内側から湧き起こる踊りたいという欲求に素直に従うあの無邪気さは、生まれついてのものである。こちらが教えたわけでもなく自然発生的に娘はからだを動かしている。私は、無邪気さという才能を持ち合わせている点で娘は天才だと言ったのである。
で、これはなにも娘だけに限らない。
無邪気さは、子供たちすべてに備わっている。近所の公園で遊ぶ子供たちを眺めていると、その一挙手一投足から無邪気さが溢れ出ている。「他者からの目」など知らぬ存ぜぬの子供は、ただ与えられたものとしての才能をいかんなく発揮している。だから、すべての子供は字義通りに「天才」だといえる。

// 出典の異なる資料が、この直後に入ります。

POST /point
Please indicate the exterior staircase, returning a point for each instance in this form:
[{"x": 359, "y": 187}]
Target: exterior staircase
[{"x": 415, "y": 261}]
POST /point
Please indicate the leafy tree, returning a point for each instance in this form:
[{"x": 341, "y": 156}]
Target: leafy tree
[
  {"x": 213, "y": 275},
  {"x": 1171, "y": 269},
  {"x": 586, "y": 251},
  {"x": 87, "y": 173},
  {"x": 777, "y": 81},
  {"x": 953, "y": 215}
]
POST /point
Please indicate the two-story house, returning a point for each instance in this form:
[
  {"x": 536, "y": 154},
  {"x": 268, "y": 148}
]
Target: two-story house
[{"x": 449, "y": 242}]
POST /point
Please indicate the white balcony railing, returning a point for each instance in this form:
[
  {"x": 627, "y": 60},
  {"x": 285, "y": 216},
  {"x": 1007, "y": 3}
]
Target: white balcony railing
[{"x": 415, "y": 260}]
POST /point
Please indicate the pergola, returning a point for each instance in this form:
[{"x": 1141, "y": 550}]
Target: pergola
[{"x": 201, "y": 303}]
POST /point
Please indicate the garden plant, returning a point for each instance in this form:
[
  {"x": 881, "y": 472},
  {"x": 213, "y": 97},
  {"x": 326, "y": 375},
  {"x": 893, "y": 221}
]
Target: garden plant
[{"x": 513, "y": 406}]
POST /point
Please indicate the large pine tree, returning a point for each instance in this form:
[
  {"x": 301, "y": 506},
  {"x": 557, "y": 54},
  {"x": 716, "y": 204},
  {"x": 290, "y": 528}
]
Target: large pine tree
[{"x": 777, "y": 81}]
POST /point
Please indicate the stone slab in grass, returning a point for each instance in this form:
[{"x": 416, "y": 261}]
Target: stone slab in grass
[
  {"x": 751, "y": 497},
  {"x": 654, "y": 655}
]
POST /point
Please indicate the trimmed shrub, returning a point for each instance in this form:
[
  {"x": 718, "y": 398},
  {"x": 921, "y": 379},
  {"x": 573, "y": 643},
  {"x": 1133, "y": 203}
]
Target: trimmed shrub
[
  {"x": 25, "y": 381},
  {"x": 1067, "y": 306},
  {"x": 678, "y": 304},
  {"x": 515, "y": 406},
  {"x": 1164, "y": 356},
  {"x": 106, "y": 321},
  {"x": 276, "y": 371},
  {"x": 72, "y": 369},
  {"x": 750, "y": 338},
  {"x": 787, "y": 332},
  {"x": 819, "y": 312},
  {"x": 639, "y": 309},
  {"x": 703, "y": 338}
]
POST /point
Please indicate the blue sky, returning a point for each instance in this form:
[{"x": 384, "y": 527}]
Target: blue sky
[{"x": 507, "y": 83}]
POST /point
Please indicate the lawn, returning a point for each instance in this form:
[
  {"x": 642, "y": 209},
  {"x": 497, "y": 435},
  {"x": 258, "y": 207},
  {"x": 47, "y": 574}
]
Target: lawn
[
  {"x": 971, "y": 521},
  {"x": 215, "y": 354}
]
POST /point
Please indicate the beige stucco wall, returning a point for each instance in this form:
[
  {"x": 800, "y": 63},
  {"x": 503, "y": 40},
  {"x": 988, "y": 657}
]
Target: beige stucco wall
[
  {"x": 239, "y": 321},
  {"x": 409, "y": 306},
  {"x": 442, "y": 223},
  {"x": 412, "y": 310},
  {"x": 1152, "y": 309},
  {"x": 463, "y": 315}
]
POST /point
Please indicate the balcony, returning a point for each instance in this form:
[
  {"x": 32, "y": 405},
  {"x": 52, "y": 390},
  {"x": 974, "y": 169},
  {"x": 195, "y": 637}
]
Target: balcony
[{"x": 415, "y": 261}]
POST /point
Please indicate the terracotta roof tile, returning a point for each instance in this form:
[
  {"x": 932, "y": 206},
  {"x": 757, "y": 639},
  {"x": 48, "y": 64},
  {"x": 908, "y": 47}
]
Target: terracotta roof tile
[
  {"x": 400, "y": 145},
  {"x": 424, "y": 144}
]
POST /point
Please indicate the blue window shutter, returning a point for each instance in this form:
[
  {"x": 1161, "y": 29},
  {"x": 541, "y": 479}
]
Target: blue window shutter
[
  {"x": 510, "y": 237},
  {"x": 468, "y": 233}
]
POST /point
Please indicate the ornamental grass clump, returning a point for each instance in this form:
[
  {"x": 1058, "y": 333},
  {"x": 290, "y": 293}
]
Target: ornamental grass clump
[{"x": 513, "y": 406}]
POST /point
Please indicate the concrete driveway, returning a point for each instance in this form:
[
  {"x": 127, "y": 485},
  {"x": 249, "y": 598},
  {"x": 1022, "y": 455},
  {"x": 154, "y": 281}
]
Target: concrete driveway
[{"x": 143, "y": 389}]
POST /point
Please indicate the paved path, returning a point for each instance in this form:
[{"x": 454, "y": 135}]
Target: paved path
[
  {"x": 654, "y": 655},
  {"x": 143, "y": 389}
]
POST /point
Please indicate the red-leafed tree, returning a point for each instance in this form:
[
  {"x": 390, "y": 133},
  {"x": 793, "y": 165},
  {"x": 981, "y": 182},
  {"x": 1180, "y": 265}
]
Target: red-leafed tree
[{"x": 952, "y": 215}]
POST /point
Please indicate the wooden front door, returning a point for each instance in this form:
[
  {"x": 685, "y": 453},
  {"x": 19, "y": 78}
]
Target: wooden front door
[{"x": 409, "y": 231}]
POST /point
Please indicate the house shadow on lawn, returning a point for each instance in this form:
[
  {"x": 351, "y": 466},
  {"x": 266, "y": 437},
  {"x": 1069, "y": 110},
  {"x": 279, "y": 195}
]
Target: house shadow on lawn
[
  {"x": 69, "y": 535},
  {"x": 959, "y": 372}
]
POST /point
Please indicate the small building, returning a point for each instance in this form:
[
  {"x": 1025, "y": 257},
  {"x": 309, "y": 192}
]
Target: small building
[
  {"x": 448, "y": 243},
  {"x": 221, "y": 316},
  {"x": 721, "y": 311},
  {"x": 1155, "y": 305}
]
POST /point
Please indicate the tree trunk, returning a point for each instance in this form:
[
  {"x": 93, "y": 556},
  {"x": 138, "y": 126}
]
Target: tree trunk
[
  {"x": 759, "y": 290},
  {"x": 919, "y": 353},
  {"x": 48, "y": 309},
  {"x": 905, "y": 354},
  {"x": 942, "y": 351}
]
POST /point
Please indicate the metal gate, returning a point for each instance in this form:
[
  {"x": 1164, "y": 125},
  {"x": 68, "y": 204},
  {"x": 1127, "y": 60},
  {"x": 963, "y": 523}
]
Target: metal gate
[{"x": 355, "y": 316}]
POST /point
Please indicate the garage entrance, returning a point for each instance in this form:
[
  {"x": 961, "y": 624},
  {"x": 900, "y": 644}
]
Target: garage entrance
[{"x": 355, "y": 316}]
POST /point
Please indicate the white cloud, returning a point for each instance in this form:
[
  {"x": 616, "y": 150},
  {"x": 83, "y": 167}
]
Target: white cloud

だが悲しいかな、人はいつしかそれを忘れ去る。自我が芽生え、競争に身を投じるなかで、または心ない大人からの打算に晒されて、持ち合わせているはずの才能を錆びつかせてしまう。大人になれば社会性を身につけなければならないからある程度の喪失は仕方がない。だが、根こそぎなくすのだけはなんとしても避けたい。
というのも、この無邪気さはなにかを成し遂げるための原動力になるからだ。あらゆる能力の開花を下支えし、さらにそれを押し広げるためのエンジンである。「いい歳して恥ずかしい」「いまさら始めたって遅い」「非現実的だ」といったノイズを取り除き、たえずチューンアップし続けなければならない。
歳とともに目減りしてゆく無邪気さをどうにかこうにか守り抜くこと。そうしてようやくたどり着く、いわばアップデートされた<無邪気さ>を、「死ぬほど下手だけど楽しそうにサッカーをするおっさん」は身をもって示している。邪気を意図的に払い退けた先にある<無邪気さ>はこういうものなんだと、プレーを通じて体現しているのだ。
「他者からの目」と格闘しながら無邪気さを守る。すなわち子供心を抱き続けるための契機として「するスポーツ」はある。